Monday, April 10, 2006

Bush's Catch-22

Anonymous Liberal thinks he may have detected, in the latest White House spin, the beginings of a crack in the Libby/White House firewall:
The White House is trying to walk a fine line here. On the one hand, in order to characterize everything as being above board, they are forced to confirm Libby's claim that the President personally authorized the release of information from the NIE, a decision which amounted to de facto "declassification." On the other hand, they are hoping to distance the President as much as possible from Libby's subsequent actions, i.e., misrepresenting the NIE, asking that the information be attributed to a "former Hill staffer," and outing an undercover CIA agent in the process.

So, after three days, they've settled on their spin: the President authorized discussion of the NIE but left all the details to Cheney and his aides.

[...]

Because Libby so badly misrepresented the content of the NIE, it is very difficult for the White House to claim that the President authorized the disclosure without also implicating the President in a rather egregious bit of deception. That's why it's important that reporters press the White House on the specifics of Bush's "declassification" order. Which portions of the NIE did the President want reporters to know about and how did he want those portions to be represented? These are important questions, not just politically but legally. Only the portions of the NIE Bush actually mentioned can even arguably be described as having been declassified.

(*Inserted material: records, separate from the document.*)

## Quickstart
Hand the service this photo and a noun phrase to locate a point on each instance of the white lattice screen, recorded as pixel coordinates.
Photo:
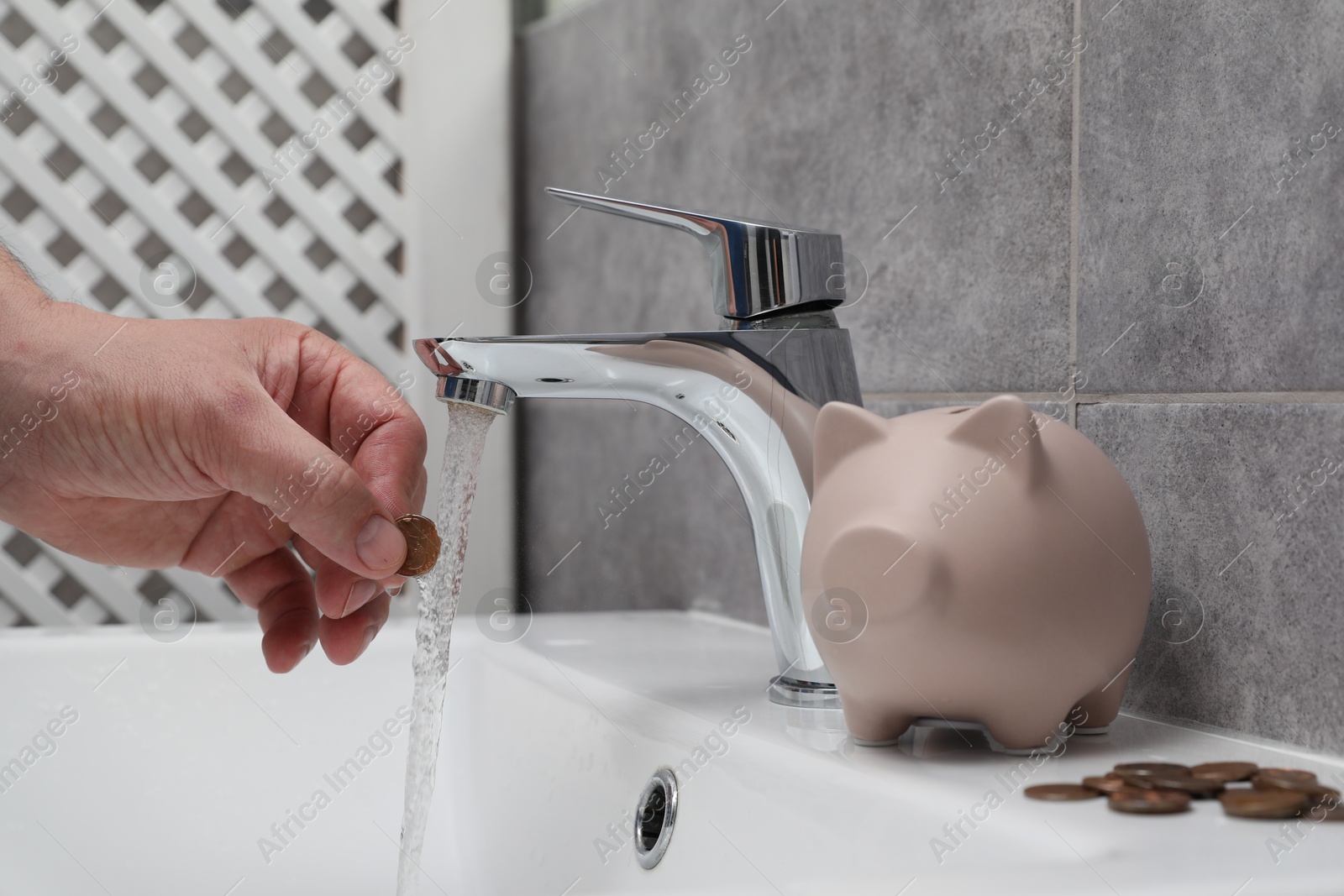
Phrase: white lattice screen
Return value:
(150, 145)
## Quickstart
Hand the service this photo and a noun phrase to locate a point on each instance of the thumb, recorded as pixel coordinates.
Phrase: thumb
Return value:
(308, 486)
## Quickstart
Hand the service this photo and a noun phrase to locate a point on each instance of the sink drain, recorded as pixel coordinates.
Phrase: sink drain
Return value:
(655, 815)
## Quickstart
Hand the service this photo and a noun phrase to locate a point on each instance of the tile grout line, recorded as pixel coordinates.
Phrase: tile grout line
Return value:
(1074, 219)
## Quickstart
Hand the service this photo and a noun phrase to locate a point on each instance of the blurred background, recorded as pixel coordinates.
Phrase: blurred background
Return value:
(1126, 212)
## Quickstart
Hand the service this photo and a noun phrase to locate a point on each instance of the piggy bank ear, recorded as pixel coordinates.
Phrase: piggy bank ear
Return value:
(842, 429)
(1005, 427)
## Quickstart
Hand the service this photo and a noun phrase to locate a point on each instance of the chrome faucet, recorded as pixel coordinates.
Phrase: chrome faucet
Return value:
(752, 389)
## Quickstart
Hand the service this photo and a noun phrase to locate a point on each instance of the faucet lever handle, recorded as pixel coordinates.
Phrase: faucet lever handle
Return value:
(759, 268)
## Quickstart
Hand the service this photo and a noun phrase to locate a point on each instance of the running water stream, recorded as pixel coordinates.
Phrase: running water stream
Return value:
(440, 590)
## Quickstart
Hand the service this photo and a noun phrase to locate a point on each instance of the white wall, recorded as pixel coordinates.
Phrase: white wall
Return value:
(459, 164)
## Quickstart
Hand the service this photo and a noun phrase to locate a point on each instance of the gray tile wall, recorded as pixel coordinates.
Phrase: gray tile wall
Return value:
(1135, 228)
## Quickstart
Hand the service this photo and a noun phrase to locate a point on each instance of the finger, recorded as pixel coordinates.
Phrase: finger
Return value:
(339, 590)
(344, 640)
(281, 591)
(266, 456)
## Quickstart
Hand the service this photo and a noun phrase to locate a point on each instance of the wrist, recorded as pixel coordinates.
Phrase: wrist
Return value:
(37, 358)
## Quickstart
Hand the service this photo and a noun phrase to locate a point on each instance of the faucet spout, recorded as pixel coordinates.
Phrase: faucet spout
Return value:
(753, 392)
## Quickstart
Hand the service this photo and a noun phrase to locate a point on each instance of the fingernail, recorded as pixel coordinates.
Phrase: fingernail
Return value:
(381, 544)
(360, 593)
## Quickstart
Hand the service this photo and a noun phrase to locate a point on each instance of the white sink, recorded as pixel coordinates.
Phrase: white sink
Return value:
(186, 754)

If reporters do their jobs and press the White House for answers to these questions, they may end up driving a wedge between the White House, on one side, and Libby and Cheney on the other. Up until now, the White House has been very careful not to say anything bad about Libby or to do anything to add to his legal troubles. Their worst fear is that Libby will flip and begin cooperating with Fitzgerald, a move that would spell disaster for the Vice President. But if Libby's testimony continues to cause political headaches for the White House--and it will if reporters continue to connect the dots--we will start to see a noticeable rift development between the White House and the Vice President's Office. Today's White House spin is the first sign of it.